We’re all working very hard right now to get Wolfram|Alpha ready to go live.
I think it’s going to be pretty exciting. A new paradigm for using computers and the web.
That almost gets us to what people thought computers would be able to do 50 years ago!
Stephen was kind enough to spend two hours with me last week to demo his new online service — Wolfram Alpha (scheduled to open in May)….
In a nutshell, Wolfram and his team have built what he calls a “computational knowledge engine” for the Web. OK, so what does that really mean? Basically it means that you can ask it factual questions and it computes answers for you….
Think about that for a minute. It computes the answers. Wolfram Alpha doesn’t simply contain huge amounts of manually entered pairs of questions and answers, nor does it search for answers in a database of facts. Instead, it understands and then computes answers to certain kinds of questions.
I haven’t seen this much excitement about a search-related product since the pre-launches of Cuil and Powerset, and we know how those played out. In fairness to Wolfram, however, he did bring us Mathematica, which is more than a legitimate claim to fame.

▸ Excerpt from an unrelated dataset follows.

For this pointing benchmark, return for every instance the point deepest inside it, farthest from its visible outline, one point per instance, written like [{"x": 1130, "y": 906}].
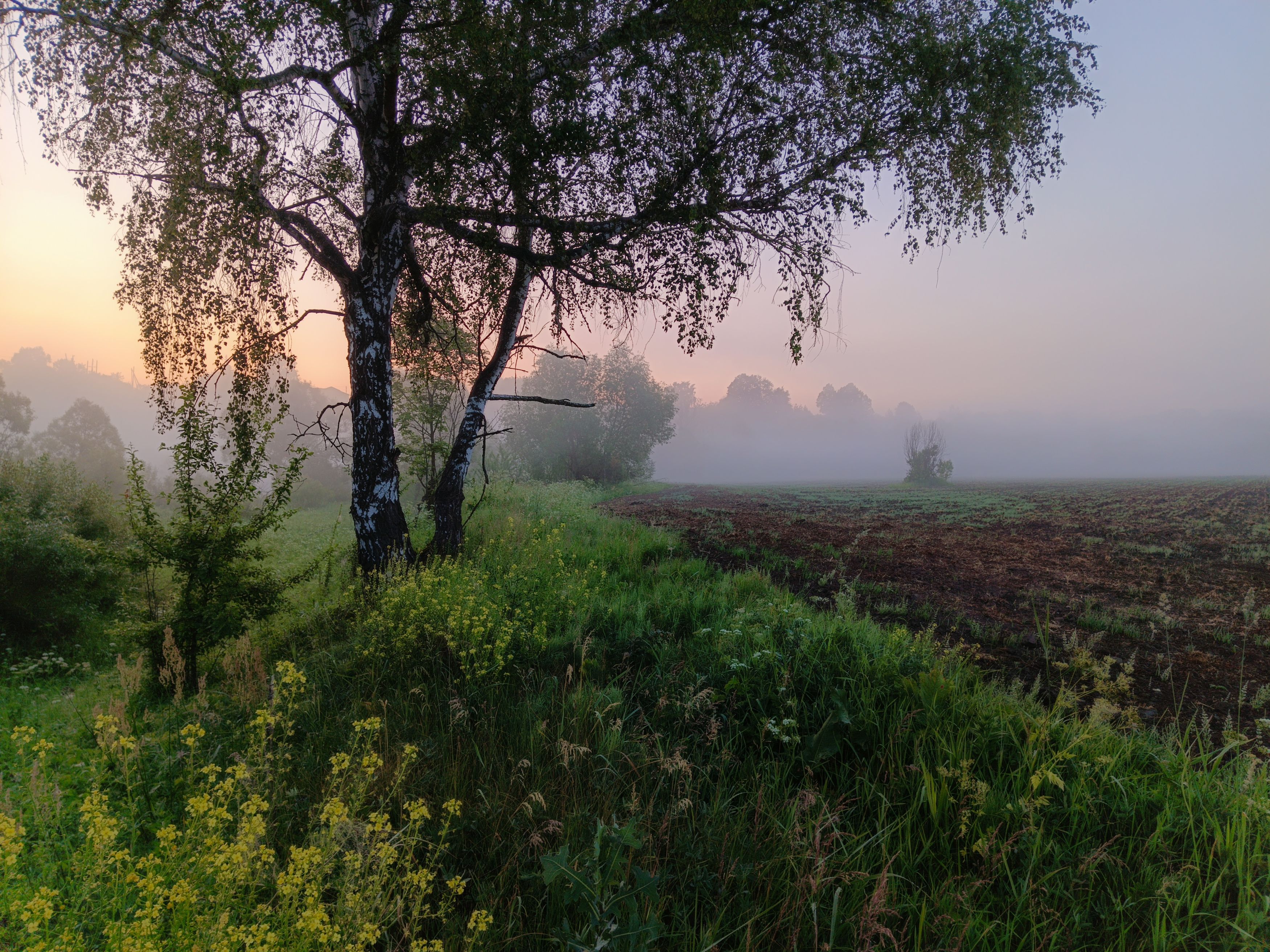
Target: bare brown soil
[{"x": 1170, "y": 578}]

However, I’m not so persuaded by his more recent accomplishment of publishing A New Kind of Science, a best-seller and 1200-page coffee table book. Here’s what Wikipedia tells us about its critical reception:
NKS received extensive media publicity for a scientific book, generating scores of articles in such publications as The New York Times, Newsweek, Wired, and The Economist. It was a best-seller and won numerous awards. NKS was reviewed in a large range of scientific journals. Several themes emerged. On the positive, many reviewers enjoyed the quality of the book’s production, and the clear way Wolfram presented many ideas. Many reviewers, even those who engaged in other criticisms, found aspects of the book to be interesting and thought-provoking. On the negative, many reviewers criticized Wolfram for his lack of modesty, poor editing, lack of mathematical rigor, and the lack of immediate utility of his ideas. Concerning the ultimate importance of the book, a common attitude was that of either skepticism or “wait and see”.

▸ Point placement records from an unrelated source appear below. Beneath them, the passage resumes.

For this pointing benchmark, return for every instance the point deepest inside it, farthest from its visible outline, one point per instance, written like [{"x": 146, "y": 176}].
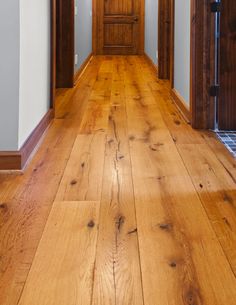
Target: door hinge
[
  {"x": 215, "y": 7},
  {"x": 214, "y": 90}
]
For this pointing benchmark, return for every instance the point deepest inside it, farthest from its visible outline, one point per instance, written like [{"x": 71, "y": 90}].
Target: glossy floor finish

If Wolfram has built a breakthrough tool to support information seeking, then he should let it prove itself by unveiling it and letting other people test it. We aren’t talking about some kind of esoteric science where only a few intellectuals can hope to understand it. Rather, his product purports to be some kind of search / answer / knowledge engine. It’s 2009, and we’re all used to the general vision. What we’re holding our breath for is execution.
I’m open to the possibility that Wolfram has built something that will change the world. But I’m extemely skeptical, and this hype campaign hardly instills confidence. Apparently he told Nova that the product will be launched in May. Two months: not so long to wait to see how well reality matches the hype.